Nove crianças pré-cadastradas já receberam a primeira dose na última sexta-feira. Outros 90 voluntários devem participar nesta semana. A partir da próxima, o número sobe para 250.

Além de serem vacinados, crianças e jovens serão acompanhados por um ano por infectologistas, pediatras, cientistas e enfermeiros a fim de avaliar a imunidade a partir de coletas de sangue periódicas. Ao todo, serão cinco: antes da primeira dose, 28 dias após e, depois, com intervalos de três, seis e doze meses. Também haverá avaliação clínica e monitoramento de eventuais efeitos adversos.

— É um estudo de não inferioridade: vamos comparar a CoronaVac com a vacina da Pfizer. Escolhemos não comparar com placebo porque a Pfizer já está sendo distribuída. Se a faixa etária é mais precoce, abaixo de 5 (anos), vamos dar CoronaVac por questão de segurança — afirma a professora da Ufes.

As inscrições pelo formulário on-line começaram ontem e devem ficar abertas até todas as vagas serem preenchidas. Segundo Valim, a expectativa é que atingir o quórum em seis semanas.

O trabalho é conduzido pelo Hospital Universitário Cassiano Antônio Moraes (Hucam/EBSERH) da Universidade Federal do Espírito Santo (Ufes), com apoio do Instituto René Rachou (Fiocruz Minas) e do Instituto Butantan. O Ministério da Saúde e a Secretaria de Saúde do Espírito Santo (SES-ES) participam do delineamento do estudo e da logística.

— O Curumim vai poder ter uma análise laboratorial muito completa, inclusive, tão completa que (será) praticamente um dos poucos estudos do mundo desenvolvidos com a CoronaVac que vai ter tantos resultados de imunogenicidade — declara o secretário de Saúde do Espírito Santo e vice-presidente do Conselho Nacional de Secretários de Saúde (Conass), Nésio Fernandes. — Acreditamos que os resultados finais vão confirmar as hipóteses levantadas de que a vacina é imunogênica, segura e eficaz para as idades pediátricas.

A Comissão Nacional de Ética em Pesquisa (Conep), que regula estudos com humanos, deu aval para o trabalho na quinta-feira. Pais ou responsáveis devem autorizar a participação dos voluntários.

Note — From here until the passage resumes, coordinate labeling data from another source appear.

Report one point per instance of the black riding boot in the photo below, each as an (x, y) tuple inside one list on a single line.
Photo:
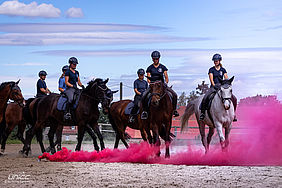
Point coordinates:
[(67, 114)]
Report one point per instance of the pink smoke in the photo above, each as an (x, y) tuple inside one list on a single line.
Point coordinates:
[(260, 143)]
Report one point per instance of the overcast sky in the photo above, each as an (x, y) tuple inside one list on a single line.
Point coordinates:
[(114, 38)]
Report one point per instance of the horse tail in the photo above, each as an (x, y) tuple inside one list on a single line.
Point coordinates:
[(188, 112)]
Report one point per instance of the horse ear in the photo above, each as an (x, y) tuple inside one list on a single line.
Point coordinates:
[(231, 80), (220, 81), (106, 81)]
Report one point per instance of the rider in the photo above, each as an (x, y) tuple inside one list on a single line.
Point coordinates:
[(42, 89), (215, 73), (140, 86), (71, 79), (157, 71), (62, 84)]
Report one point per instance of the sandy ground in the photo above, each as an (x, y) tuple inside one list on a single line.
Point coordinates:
[(16, 171)]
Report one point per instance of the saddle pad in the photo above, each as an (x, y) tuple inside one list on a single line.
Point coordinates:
[(128, 108), (62, 102)]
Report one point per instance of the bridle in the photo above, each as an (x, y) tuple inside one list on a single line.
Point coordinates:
[(223, 99), (158, 94)]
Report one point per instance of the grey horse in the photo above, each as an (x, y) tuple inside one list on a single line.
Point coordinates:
[(221, 115)]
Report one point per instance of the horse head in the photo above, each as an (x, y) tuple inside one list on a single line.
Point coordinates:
[(97, 89), (14, 93), (226, 92), (157, 91), (108, 99)]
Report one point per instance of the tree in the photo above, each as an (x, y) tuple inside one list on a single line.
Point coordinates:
[(202, 88)]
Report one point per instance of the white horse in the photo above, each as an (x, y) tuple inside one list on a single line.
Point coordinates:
[(221, 115)]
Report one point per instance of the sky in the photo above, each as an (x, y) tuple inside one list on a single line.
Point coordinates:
[(114, 38)]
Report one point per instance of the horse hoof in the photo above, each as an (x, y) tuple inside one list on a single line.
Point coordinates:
[(53, 150), (48, 150)]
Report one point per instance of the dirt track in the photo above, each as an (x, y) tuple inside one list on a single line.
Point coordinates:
[(80, 174)]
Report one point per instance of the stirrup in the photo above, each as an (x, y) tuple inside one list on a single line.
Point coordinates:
[(67, 116), (202, 116), (131, 119), (175, 113), (144, 115)]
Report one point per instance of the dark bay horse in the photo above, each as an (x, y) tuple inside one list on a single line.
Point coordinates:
[(160, 115), (16, 115), (119, 121), (86, 113), (8, 90)]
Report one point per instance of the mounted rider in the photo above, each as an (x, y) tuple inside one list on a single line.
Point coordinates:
[(140, 86), (42, 89), (215, 73), (71, 81), (62, 84), (157, 72)]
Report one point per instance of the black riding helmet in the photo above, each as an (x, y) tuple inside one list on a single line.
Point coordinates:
[(65, 68), (73, 60), (42, 73), (156, 54), (141, 72), (216, 57)]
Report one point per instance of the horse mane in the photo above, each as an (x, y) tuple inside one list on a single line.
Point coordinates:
[(4, 84)]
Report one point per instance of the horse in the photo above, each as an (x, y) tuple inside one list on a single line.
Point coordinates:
[(160, 115), (86, 113), (18, 115), (8, 90), (120, 121), (220, 115)]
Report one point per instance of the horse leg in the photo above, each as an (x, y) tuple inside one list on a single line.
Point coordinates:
[(210, 134), (58, 142), (156, 139), (5, 136), (167, 139), (227, 131), (93, 136), (51, 134), (99, 134), (220, 134), (39, 138), (117, 141), (80, 134)]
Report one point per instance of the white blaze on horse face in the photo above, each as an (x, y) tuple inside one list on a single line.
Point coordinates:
[(226, 94)]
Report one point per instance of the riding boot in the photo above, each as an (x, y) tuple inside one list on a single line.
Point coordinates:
[(67, 114)]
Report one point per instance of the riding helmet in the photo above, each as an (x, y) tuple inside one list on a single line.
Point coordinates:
[(156, 54), (65, 68), (42, 73), (73, 60), (216, 57), (141, 71)]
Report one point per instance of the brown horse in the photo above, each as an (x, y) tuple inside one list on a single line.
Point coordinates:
[(86, 113), (160, 114), (16, 115), (8, 90), (119, 121)]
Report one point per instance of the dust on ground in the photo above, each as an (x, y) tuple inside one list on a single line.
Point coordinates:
[(17, 171)]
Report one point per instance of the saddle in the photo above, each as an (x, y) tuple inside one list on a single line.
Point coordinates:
[(129, 108), (63, 100)]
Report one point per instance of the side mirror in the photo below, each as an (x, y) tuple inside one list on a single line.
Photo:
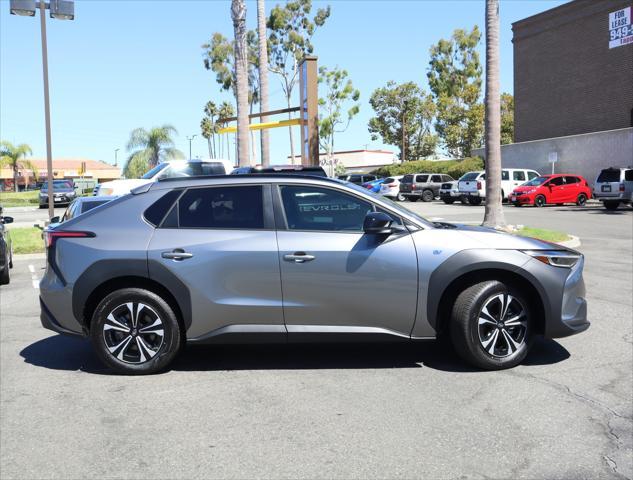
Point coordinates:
[(377, 223)]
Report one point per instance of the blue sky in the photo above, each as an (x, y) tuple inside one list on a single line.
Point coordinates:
[(126, 64)]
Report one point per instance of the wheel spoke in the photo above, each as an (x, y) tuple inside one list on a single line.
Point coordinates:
[(490, 344), (115, 325), (140, 342), (512, 345)]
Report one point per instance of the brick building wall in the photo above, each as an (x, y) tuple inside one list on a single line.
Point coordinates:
[(566, 79)]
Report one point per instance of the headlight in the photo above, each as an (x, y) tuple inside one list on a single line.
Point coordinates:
[(556, 258)]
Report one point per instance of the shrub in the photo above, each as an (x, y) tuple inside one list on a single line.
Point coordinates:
[(454, 168)]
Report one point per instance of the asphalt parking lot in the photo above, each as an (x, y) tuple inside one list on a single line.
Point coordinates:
[(411, 411)]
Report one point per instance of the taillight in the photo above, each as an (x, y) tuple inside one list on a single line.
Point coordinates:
[(52, 236)]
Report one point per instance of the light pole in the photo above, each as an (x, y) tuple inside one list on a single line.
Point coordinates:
[(190, 139), (62, 10)]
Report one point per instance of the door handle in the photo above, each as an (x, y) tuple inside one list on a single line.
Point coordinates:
[(176, 254), (299, 257)]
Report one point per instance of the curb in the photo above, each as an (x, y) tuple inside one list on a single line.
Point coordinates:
[(573, 243), (29, 256)]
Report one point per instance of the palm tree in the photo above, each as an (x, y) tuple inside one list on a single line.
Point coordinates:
[(263, 78), (493, 216), (152, 147), (13, 157), (238, 15)]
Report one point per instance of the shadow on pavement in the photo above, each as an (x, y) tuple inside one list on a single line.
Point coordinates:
[(68, 353)]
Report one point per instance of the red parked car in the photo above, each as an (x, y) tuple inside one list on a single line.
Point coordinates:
[(558, 189)]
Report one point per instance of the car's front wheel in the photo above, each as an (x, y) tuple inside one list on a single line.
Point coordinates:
[(134, 331), (491, 325)]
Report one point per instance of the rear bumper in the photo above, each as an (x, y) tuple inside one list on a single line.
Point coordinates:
[(50, 322)]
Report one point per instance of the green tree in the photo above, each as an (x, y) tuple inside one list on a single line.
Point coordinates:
[(507, 118), (454, 77), (13, 157), (339, 91), (493, 215), (290, 39), (238, 15), (404, 116), (149, 148)]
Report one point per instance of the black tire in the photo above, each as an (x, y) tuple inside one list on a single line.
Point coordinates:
[(166, 348), (469, 336), (581, 201), (428, 196), (539, 201), (4, 275)]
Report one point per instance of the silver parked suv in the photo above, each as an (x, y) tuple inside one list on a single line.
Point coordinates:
[(614, 186), (284, 258)]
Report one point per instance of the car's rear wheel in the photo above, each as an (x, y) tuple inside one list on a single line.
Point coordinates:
[(539, 201), (134, 331), (428, 196), (491, 325)]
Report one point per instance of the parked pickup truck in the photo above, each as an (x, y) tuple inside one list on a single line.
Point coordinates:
[(425, 186), (473, 184)]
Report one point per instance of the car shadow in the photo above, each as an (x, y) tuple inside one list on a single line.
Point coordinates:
[(61, 352)]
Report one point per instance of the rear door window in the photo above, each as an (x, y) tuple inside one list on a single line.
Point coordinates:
[(238, 207), (323, 209)]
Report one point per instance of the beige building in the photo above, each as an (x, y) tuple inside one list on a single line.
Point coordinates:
[(69, 168)]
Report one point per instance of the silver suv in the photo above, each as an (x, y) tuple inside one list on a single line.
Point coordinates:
[(283, 258), (614, 186)]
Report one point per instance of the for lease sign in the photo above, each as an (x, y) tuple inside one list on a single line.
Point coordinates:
[(620, 28)]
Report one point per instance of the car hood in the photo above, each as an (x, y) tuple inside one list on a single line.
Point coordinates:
[(483, 237)]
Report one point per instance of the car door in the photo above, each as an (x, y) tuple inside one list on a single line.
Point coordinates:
[(335, 277), (556, 190), (220, 243)]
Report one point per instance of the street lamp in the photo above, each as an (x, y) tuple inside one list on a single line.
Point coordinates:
[(61, 10), (190, 139)]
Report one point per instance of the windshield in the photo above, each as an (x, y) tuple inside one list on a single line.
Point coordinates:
[(393, 205), (535, 182), (63, 186), (469, 176), (154, 171)]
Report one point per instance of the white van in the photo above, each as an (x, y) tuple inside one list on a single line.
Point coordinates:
[(473, 184), (171, 169)]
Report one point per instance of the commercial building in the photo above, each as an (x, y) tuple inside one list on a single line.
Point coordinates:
[(573, 89), (92, 171)]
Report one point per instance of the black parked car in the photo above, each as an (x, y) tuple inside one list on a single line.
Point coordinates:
[(6, 250)]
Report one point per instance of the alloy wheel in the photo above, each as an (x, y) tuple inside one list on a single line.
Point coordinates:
[(133, 332), (502, 326)]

A avaliação é de que a aprovação deve acelerar a vacinação infanto-juvenil no Brasil, um dos gargalos a serem vencidos em 2022, sobretudo diante do avanço da Ômicron. Até o momento, o ministério comprou 20 milhões de doses pediátricas da Pfizer — a única aprovada para menores de idade no país — para o público de 5 a 11 anos, o suficiente para aplicar apenas a primeira dose no grupo.

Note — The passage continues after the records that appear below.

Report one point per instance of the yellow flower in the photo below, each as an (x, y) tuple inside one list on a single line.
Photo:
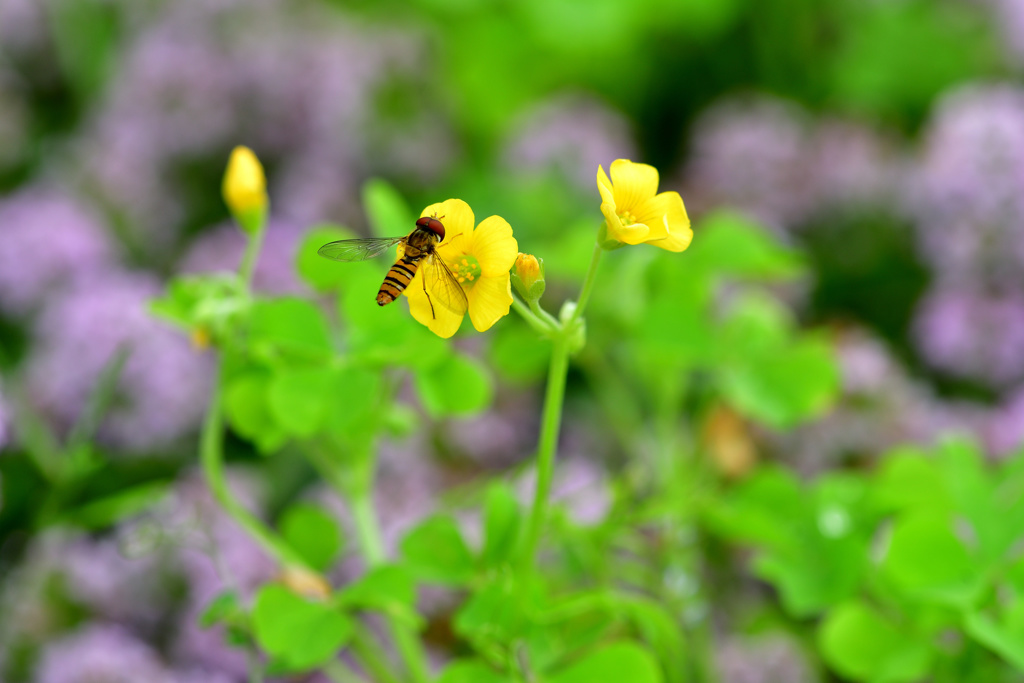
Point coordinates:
[(635, 213), (479, 258), (527, 276), (245, 186)]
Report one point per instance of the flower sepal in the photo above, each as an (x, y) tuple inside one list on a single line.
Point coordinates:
[(527, 278), (606, 242)]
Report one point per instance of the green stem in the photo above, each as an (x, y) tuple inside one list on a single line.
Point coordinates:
[(588, 284), (540, 325), (370, 656), (251, 256), (212, 458), (339, 672), (368, 531), (550, 426)]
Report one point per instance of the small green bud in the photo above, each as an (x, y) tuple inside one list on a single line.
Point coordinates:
[(245, 189), (527, 276)]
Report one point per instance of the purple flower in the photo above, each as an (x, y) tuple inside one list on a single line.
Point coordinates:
[(99, 653), (570, 134), (164, 384), (763, 659), (851, 167), (49, 240), (751, 153), (119, 588), (1005, 431), (967, 194), (972, 335), (23, 27), (14, 115)]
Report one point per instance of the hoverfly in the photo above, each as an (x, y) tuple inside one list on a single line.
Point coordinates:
[(419, 253)]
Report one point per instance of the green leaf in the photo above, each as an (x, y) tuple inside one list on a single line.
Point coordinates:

— As vantagens de ter mais de um imunizante são várias: primeiro, disponibiliza a cobertura vacinal mais rapidamente; segundo, a CoronaVac é de produção nacional, isso também é muito importante; terceiro, essa possibilidade de descer até as faixas etárias mais precoces — finaliza Valim, que também é pesquisadora do Hucam.

O ministro da Saúde, Marcelo Queiroga, já sinalizou que a pasta deve comprar a CoronaVac para crianças e jovens se houver autorização da Anvisa. Segundo o instituto, há 12 milhões de doses prontas, à disposição do governo. Diferente da Pfizer, não há distinção entre vacinas pediátricas e adultas.